# Pandas Fundamentals: MovieLens Data Exploration Lab

## Introduction

Welcome to the Pandas Fundamentals Lab. In this lab, you will apply the concepts you've learned to explore and analyze the MovieLens dataset. You'll be working with three files:

1.  `movies.csv`: Contains movie information (movieId, title, genres).
2.  `ratings.csv`: Contains ratings given by users to movies (userId, movieId, rating, timestamp).
3.  `tags.csv`: Contains tags applied by users to movies (userId, movieId, tag, timestamp).

**Your Goal:** Answer the questions and complete the tasks in each section. Use the Pandas skills you've learned, including loading data, inspecting DataFrames, selecting data, filtering, sorting, and basic descriptive statistics.

**Remember to:**
*   Read the questions carefully.
*   Use the hints if you get stuck.
*   Experiment. Pandas is best learned by doing.

## Setup

First, let's import the Pandas library.

In [1]:
# your code here

## Part 1: Exploring `movies.csv`

### 1.1: Load the `movies.csv` dataset
Load the `movies.csv` file into a Pandas DataFrame called `movies_df`.

**Hint:** The URL for the file is `https://files.grouplens.org/datasets/movielens/ml-latest-small/movies.csv`

In [None]:
movies_url = 'https://drive.google.com/uc?export=download&id=1Uztnn449pnDBDn1XGJPF6uzV34jrP1Te'
# Your code here to load the data into movies_df
# your code here

# Display the first few rows to confirm loading
# your code here

### 1.2: Inspect the `movies_df` DataFrame

a. How many movies are in this dataset? (i.e., how many rows and columns?)
   **Hint:** Use the `.shape` attribute.

b.

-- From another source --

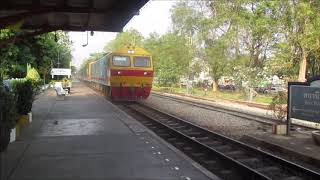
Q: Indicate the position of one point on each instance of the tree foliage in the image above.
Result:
(41, 52)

Display the column names of `movies_df`.
   **Hint:** Use the `.columns` attribute.

c. What are the data types of each column in `movies_df`?
   **Hint:** Use the `.dtypes` attribute or `.info()` method.

d. Display the first 10 movies in the DataFrame.
   **Hint:** Use the `.head()` method.

e. Display the last 7 movies in the DataFrame.
   **Hint:** Use the `.tail()` method.

In [None]:
# a. Number of movies (rows and columns)
print("Shape of movies_df:") 
# your code here

# b. Column names
print("\nColumn names:")
# your code here) 

# c. Data types
print("\nData types:")
# your code here)

# d. First 10 movies
print("\nFirst 10 movies:")
# your code here)

# e. Last 7 movies
print("\nLast 7 movies:")
# your code here)

### 1.3: Selecting Data from `movies_df`

a. Select and display only the `title` column for all movies. What is the type of this selection?
   **Hint:** `df['column_name']`.

b. Select and display the `title` and `genres` columns for all movies. What is the type of this selection?
   **Hint:** `df[['col1', 'col2']]`.

c. Using `iloc`, select and display the movie at the 100th row (integer position 99).

d. Using `iloc`, select and display the `title` (which is at column index 1) of the movie at the 100th row (integer position 99).

e. Using `loc`, select and display all information for the movie with `movieId` 1. (First, you might need to set `movieId` as the index, or filter for it).
   *Alternative for now if you don't want to change index:* Filter the DataFrame for `movieId == 1` and display it.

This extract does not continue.